Effect of delayed PAR-4 inhibitor treatment on ANIT-induced liver injury. ANIT-treated (60 mg/kg, po) wild-type C57Bl/6J mice were treated with P4Pal-10 (0.5 mg/kg, sc) or PBS 8 and 24 h after ANIT, as described in “Materials and Methods” section. (A) Serum ALT, (B) ALP activity, and (C) bile acid levels were determined 48 h after ANIT administration. For analysis of liver histopathology, the (D) average number of necrotic lesions per ×40 field, (E) average lesion size, and (F) percentage of necrotic tissue were determined as described in “Materials and Methods” section. Representative photomicrographs of hematoxylin- and eosin-stained liver sections from ANIT-treated mice given (G) PBS or (H) P4Pal-10 are shown.
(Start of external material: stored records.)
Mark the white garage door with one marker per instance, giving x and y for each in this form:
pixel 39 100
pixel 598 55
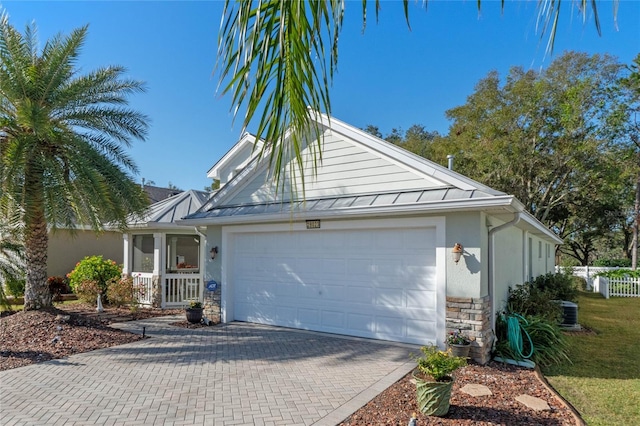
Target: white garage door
pixel 377 283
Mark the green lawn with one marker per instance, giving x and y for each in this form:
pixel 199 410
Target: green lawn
pixel 603 382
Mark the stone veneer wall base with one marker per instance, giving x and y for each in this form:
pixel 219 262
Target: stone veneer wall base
pixel 472 317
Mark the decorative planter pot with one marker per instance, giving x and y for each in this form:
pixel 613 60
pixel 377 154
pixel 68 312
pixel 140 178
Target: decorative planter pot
pixel 460 350
pixel 194 315
pixel 433 397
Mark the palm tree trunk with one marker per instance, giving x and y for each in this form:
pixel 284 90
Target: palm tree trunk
pixel 36 242
pixel 636 217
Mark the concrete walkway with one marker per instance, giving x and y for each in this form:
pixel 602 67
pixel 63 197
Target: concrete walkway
pixel 233 374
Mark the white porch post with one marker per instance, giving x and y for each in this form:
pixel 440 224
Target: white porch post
pixel 158 284
pixel 126 258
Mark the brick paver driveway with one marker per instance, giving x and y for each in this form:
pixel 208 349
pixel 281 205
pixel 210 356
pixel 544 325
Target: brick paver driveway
pixel 225 375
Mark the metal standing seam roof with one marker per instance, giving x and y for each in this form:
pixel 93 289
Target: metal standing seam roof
pixel 173 208
pixel 398 198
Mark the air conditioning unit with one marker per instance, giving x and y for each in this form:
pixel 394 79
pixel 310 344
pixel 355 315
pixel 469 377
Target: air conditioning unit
pixel 569 314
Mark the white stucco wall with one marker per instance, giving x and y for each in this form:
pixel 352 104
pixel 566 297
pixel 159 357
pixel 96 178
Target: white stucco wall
pixel 65 249
pixel 509 261
pixel 213 267
pixel 468 277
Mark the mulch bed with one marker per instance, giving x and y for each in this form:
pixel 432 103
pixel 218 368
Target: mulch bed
pixel 37 336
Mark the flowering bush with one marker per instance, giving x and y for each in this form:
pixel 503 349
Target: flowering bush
pixel 94 268
pixel 87 291
pixel 121 291
pixel 457 338
pixel 195 305
pixel 57 287
pixel 438 364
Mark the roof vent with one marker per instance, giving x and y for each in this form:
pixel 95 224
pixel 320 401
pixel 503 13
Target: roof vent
pixel 450 161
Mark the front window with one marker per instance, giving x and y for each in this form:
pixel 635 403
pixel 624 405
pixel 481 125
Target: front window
pixel 183 253
pixel 143 253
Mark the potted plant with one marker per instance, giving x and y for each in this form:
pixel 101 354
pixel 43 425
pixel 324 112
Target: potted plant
pixel 434 379
pixel 194 312
pixel 459 344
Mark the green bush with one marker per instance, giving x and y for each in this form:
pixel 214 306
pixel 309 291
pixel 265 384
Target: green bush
pixel 620 273
pixel 438 364
pixel 527 299
pixel 57 287
pixel 88 291
pixel 120 292
pixel 15 287
pixel 94 268
pixel 560 286
pixel 540 296
pixel 613 263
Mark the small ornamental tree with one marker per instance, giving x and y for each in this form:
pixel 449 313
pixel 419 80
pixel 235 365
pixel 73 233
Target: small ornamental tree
pixel 97 269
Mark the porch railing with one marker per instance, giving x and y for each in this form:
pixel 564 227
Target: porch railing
pixel 617 287
pixel 143 287
pixel 180 289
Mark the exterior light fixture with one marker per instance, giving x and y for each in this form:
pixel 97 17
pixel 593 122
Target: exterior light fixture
pixel 213 252
pixel 457 252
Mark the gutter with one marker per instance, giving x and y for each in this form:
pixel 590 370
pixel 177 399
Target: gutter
pixel 491 266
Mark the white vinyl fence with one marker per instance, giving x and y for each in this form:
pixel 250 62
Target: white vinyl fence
pixel 608 287
pixel 618 287
pixel 588 273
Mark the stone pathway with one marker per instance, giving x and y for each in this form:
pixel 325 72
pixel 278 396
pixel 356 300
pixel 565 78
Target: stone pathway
pixel 225 375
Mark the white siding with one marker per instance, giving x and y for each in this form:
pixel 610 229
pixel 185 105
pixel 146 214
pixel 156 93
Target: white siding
pixel 347 168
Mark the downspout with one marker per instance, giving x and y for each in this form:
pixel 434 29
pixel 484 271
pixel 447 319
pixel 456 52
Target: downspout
pixel 491 269
pixel 202 254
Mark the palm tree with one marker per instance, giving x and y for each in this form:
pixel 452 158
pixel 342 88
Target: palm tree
pixel 63 139
pixel 277 60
Data are expressed as mean ± SEM. n = 10 mice treated with PBS and 10 mice treated with P4Pal-10. *Significantly different from ANIT-treated mice given PBS.

FIG. 7.

Effect of PAR-4 inhibitor pretreatment on ANIT-induced liver injury. ANIT-treated (60 mg/kg, po) wild-type C57Bl/6J mice were given P4Pal-10 (0.5 mg/kg, sc) or PBS 2 h prior to and 8 h after ANIT, as described in “Materials and Methods” section. (A) Serum ALT, (B) ALP activity, and (C) bile acid levels were determined 24 h later. Representative photomicrographs of hematoxylin- and eosin-stained liver sections from ANIT-treated mice given (D) PBS or (E) P4Pal-10 are shown. n = 6 mice per group. *Significantly different from ANIT-treated mice given PBS.